Entendí que la vida iba en serio cuando tuve que acudir, por primera vez, al funeral de un compañero de colegio. Un chaval excelente, al que una putada llamada cáncer óseo no le permitió ni siquiera cumplir la edad mínima para ejercer el derecho al voto. Años después, desarrollé una suerte de amistad con su padre por estos azares del periodismo. Me contaba emocionado detalles que bailaban la yenka entre los terrenos de la ternura y de la nostalgia infinita de quien sufrió la mayor derrota que puedo imaginar para ser humano alguno.
No era fácil ser disléxico en los ochenta. Hoy, yo mismo hago chistes sobre ese trastorno que me acompaña desde que nací. "Los respetos merecemos un disléxico", suelo comentar. NO habría llegado a escribir separado más de tres palabras seguidas, ni a leer con fluidez de no ser por una de esas personas especiales que, de vez en cuando, se cruzan en nuestra vida. Un auténtico luchador, alguien que me hizo admirar desde entonces la profesión de psicologo. Alguien cuyo fallecimiento me comunicaron en días pasados tras décadas de una lucha sin cuartel contra el cáncer linfático.
Derramé las lágrimas mas amargas de mi vida por alguna amiga que contaba chistes hasta la última vez que hablé con ella. Todos sabíamos que se moría; ella lo intuía pero presiento que, incluso llegando el final, aprovechó para reírse de mi con las bromas de costumbre sobre el tamaño de mi cabeza. En el fondo, entiendo que los que estábamos engañados éramos el resto. O el recuerdo a un entrañable compañero de profesión con el que compartía desayuno en junio del pasado año para acudir a darle el último adiós días después de mi boda. Fulminante. No me olvido tampoco de alguien tan joven como brillante cuya invitación para tomar café decliné. "La próxima vez que nos veamos", respondí apremiado por el reloj en una de esas mañanas en las que hay que hacer demasiadas cosas en muy poco tiempo. Nunca he lamentado tanto rechazar un puto café, ya que apenas semanas después sentí como un cuchillo la bofetada de su marcha. Y tantos y tantos casos de personas derrotadas en la guerra civil de su cuerpo...
No olvidaré mi última conversación con Paco Antonio González. "Sólo pienso en las patatas guisadas con rayas que me voy a comer mañana". Pongo su nombre en negrita no por razón de su cargo, sino porque en su condición de personaje público rehuyó cualquier mentira piadosa y llamó a su enfermedad por su nombre: cáncer.
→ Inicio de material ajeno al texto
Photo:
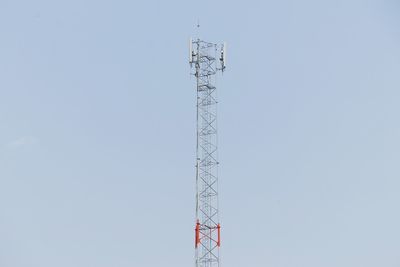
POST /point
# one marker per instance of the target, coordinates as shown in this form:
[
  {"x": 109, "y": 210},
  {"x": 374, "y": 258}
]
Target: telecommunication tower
[{"x": 203, "y": 58}]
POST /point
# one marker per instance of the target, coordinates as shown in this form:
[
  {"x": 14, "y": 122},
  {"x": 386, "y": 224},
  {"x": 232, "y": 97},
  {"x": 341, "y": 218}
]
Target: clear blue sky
[{"x": 97, "y": 132}]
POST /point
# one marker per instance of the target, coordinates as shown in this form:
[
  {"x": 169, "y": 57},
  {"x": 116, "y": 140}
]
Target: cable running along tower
[{"x": 203, "y": 59}]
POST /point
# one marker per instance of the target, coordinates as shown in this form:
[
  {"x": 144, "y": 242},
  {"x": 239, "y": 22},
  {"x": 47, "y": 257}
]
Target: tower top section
[{"x": 200, "y": 51}]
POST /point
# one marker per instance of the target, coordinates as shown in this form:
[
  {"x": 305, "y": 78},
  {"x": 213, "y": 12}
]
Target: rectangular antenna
[
  {"x": 190, "y": 50},
  {"x": 224, "y": 58}
]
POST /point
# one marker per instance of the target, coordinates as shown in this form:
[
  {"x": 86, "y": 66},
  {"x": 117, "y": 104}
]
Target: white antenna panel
[
  {"x": 190, "y": 50},
  {"x": 224, "y": 55}
]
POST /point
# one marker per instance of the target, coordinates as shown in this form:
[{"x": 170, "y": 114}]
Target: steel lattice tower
[{"x": 203, "y": 55}]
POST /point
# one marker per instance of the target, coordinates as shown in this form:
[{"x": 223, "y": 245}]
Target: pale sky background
[{"x": 97, "y": 132}]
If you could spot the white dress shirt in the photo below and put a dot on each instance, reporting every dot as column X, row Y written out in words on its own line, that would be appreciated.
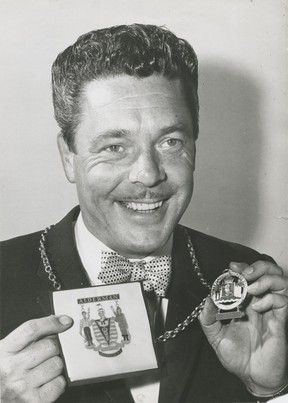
column 145, row 388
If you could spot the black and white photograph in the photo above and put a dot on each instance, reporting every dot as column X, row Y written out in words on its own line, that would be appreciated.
column 144, row 201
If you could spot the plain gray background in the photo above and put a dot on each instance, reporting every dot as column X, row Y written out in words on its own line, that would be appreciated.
column 241, row 191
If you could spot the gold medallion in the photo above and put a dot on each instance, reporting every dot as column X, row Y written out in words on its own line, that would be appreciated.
column 228, row 292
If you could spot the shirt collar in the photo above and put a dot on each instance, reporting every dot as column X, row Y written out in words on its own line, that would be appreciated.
column 89, row 249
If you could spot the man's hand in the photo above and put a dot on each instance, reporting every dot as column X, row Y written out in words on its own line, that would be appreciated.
column 254, row 348
column 30, row 366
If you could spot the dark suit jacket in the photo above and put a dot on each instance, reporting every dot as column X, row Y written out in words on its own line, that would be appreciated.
column 192, row 372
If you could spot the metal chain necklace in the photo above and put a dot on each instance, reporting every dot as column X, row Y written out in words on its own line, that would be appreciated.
column 169, row 334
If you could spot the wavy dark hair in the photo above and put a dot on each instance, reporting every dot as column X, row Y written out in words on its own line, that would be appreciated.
column 136, row 50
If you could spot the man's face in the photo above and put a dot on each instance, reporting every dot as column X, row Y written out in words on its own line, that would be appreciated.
column 134, row 161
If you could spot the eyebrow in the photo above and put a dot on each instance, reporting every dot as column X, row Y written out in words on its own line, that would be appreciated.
column 177, row 127
column 111, row 134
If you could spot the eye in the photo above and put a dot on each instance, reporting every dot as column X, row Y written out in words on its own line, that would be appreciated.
column 114, row 148
column 172, row 142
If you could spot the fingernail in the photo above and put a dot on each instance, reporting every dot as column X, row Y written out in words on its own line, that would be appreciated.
column 235, row 264
column 65, row 320
column 256, row 304
column 252, row 287
column 248, row 270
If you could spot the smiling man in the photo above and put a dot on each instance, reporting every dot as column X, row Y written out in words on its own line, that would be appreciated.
column 126, row 101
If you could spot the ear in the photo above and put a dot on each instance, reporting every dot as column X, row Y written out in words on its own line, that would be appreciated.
column 67, row 158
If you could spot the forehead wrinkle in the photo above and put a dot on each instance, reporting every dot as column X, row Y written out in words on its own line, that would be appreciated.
column 136, row 97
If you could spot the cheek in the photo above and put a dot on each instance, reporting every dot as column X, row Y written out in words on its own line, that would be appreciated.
column 102, row 179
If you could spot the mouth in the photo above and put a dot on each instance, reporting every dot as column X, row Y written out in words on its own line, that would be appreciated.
column 142, row 207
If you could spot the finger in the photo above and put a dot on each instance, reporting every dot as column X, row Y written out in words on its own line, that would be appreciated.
column 207, row 316
column 270, row 301
column 238, row 266
column 45, row 372
column 52, row 390
column 273, row 283
column 38, row 352
column 33, row 330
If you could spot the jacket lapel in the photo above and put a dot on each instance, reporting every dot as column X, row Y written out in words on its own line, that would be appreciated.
column 64, row 259
column 185, row 293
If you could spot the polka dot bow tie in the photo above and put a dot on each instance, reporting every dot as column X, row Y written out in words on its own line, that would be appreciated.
column 155, row 274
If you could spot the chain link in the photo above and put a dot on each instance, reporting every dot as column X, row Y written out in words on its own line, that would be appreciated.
column 169, row 334
column 47, row 267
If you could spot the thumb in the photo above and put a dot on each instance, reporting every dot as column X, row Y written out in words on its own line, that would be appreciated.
column 33, row 330
column 211, row 327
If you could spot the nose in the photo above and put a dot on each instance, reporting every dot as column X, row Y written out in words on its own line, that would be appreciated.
column 147, row 169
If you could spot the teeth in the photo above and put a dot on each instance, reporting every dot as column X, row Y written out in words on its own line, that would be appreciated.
column 145, row 207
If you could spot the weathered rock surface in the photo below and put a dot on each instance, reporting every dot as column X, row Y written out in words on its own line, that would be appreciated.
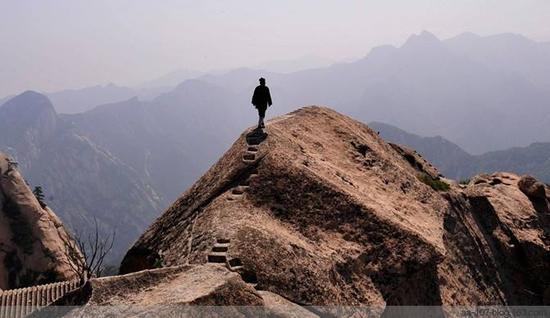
column 532, row 188
column 32, row 238
column 324, row 212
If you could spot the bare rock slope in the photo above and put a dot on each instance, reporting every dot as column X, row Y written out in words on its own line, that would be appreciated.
column 324, row 212
column 32, row 238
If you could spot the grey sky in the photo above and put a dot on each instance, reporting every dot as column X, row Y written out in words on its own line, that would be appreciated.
column 55, row 44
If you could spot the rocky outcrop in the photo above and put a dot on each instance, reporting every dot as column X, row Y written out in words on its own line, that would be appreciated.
column 82, row 180
column 324, row 212
column 532, row 188
column 32, row 238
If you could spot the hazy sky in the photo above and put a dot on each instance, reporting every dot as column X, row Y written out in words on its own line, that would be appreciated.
column 54, row 44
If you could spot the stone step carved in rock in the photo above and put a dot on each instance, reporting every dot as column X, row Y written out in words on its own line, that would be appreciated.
column 217, row 257
column 219, row 247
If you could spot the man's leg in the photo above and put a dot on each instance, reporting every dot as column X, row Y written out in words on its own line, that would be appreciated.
column 261, row 114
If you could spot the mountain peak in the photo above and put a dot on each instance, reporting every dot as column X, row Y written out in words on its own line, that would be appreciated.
column 30, row 99
column 424, row 39
column 26, row 114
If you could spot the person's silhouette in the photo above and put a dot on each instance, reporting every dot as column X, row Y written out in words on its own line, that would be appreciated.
column 261, row 100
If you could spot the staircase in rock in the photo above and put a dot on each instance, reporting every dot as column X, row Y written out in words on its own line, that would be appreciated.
column 17, row 303
column 219, row 252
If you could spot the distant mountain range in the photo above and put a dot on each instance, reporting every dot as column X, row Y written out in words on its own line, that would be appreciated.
column 429, row 87
column 121, row 163
column 457, row 164
column 125, row 160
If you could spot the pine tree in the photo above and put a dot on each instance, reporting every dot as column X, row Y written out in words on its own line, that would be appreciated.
column 39, row 194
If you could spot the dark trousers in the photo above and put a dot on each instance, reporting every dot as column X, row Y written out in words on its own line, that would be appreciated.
column 261, row 111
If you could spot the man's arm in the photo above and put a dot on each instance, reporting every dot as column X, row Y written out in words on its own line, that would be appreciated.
column 269, row 102
column 255, row 96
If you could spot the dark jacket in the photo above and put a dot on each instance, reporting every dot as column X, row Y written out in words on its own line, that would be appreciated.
column 261, row 97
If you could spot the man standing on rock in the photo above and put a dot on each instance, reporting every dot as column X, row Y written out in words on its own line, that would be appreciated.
column 261, row 100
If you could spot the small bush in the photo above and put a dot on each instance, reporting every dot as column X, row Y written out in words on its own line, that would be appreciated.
column 435, row 184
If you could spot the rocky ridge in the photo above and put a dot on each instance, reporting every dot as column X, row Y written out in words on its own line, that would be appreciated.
column 322, row 211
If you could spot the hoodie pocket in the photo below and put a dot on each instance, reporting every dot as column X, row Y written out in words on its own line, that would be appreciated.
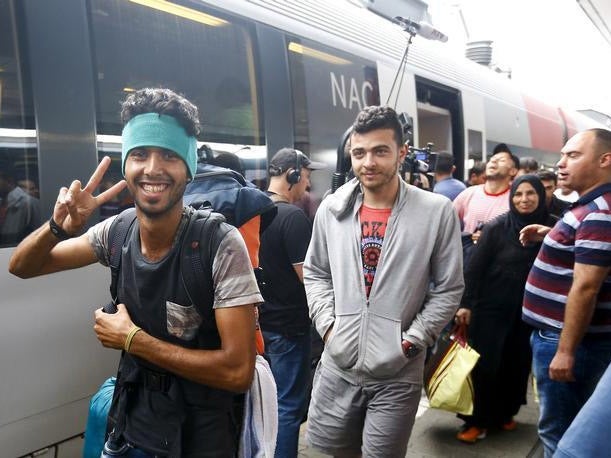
column 343, row 342
column 383, row 353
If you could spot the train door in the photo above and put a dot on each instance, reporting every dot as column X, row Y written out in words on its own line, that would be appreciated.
column 475, row 129
column 439, row 120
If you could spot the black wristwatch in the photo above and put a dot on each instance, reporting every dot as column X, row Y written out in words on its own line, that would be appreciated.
column 409, row 349
column 58, row 231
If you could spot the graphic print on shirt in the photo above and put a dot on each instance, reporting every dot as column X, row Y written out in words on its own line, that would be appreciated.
column 373, row 230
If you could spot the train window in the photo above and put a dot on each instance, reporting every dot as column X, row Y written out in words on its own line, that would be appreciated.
column 329, row 88
column 19, row 199
column 476, row 145
column 207, row 58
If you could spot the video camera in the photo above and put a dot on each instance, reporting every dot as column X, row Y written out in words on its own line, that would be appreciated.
column 420, row 160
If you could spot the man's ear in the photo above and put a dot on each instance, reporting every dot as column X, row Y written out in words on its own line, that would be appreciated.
column 402, row 153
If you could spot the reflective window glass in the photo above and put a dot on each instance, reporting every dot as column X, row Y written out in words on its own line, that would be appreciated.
column 19, row 195
column 329, row 88
column 207, row 58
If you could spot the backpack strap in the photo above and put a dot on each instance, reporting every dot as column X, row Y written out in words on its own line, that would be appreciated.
column 202, row 239
column 117, row 236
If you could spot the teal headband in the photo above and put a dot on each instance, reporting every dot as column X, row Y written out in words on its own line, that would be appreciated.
column 162, row 131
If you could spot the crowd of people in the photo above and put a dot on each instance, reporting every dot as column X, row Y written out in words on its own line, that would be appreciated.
column 381, row 270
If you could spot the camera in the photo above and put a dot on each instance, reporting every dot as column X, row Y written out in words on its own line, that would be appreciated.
column 420, row 160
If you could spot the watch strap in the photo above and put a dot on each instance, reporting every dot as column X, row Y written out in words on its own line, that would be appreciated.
column 58, row 231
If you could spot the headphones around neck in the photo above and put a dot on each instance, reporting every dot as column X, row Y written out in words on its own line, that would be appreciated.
column 294, row 175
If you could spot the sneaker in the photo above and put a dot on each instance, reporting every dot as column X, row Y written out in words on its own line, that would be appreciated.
column 509, row 426
column 471, row 434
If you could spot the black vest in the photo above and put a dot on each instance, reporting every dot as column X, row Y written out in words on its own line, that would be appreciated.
column 152, row 408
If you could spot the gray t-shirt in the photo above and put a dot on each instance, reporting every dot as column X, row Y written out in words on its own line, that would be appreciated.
column 232, row 274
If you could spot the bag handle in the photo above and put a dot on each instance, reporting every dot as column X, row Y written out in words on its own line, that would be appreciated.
column 459, row 334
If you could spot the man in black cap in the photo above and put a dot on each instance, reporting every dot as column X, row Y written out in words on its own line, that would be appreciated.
column 284, row 314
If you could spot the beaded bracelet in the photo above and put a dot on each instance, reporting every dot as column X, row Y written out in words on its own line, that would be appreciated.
column 128, row 340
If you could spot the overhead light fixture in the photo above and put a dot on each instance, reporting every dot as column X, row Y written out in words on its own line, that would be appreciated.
column 316, row 54
column 182, row 11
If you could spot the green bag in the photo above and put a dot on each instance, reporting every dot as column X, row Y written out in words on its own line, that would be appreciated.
column 450, row 387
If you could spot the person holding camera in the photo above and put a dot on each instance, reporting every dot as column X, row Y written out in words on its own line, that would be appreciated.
column 445, row 183
column 383, row 276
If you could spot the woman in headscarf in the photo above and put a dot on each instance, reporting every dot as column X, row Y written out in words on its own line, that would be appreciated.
column 492, row 305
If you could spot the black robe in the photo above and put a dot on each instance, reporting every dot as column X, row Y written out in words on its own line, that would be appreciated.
column 494, row 287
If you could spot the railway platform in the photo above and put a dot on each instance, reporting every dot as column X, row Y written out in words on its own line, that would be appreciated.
column 434, row 434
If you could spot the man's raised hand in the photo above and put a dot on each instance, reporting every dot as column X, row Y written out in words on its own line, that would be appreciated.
column 75, row 204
Como Carmen Cerdeira, antecesora suya en el cargo que en uno de los discursos más arrebatadores que he presenciado nunca se quitó el sombrero que cubría su cabeza rapada. "Ya está bien de que las mujeres tengamos que estar pendientes de nuestra imagen hasta en la enfermedad".
El cáncer no ha salpicado directamente a ningún miembro de mi familia. Pero si he conocido gente que se evaporó como un terrón de azúcar en un vaso de gaseosa. Otros, afortunadamente, viven para contarlo y a otros les deseo toda la fuerza del mundo. Anoche, mientras veía Armstrong Lie mi mujer me preguntó que había sido del farsante tejano. "Espero que ande mendigando", dije. No me duele tanto su dopaje sino haber quebrado como añicos tantas esperanzas en las plantas de oncología de todo el mundo.
La lista de enfermos de cáncer que visibilizaron la enfermedad es interminable. Por citar solo a dos, mencionaré a las dos voces por cuya posesión estaría en condiciones de pactar un año de mi vida. Luciano Pavarotti o Rocío Jurado. Entre tantos otros.
En los últimos días, en redes sociales se ha desatado una campaña de estas con las que queremos demostrar ser más solidarios que nadie. "Diez selfies para visibilizar el cáncer". Selfies en la playa, en el baño, en la barra del bar. Un desafío en toda regla, como ven.
¿De verdad hace falta esto?. ¿Alguien piensa que va a ayudar a los enfermos de cáncer, a los científicos que luchan contra ese mal por hacerse una foto?, ¿O, como en el caso de los niños con ojos saltones y estómagos hinchados, queremos ser los más molones de la cyberpandi dando de paso rienda suelta a nuestro yo más morboso?
Que nadie me invite a una cadena de estas, por favor. Salvo que aparezcamos todos con un donativo para la Fundación Josep Carreras o el laboratorio de Atanasio Pandiella. Por mencionar solo dos casos. Dios no nos abrirá las puertas del cielo por escribir amén en Facebook y no acabaremos con el hambre ni con la enfermedad por hacernos una foto. Pongámonos, pues, manos a la obra en función de las posibilidades de cada uno. Eso es luchar contra esta enfermedad. El resto, simplemente, postureo del malo.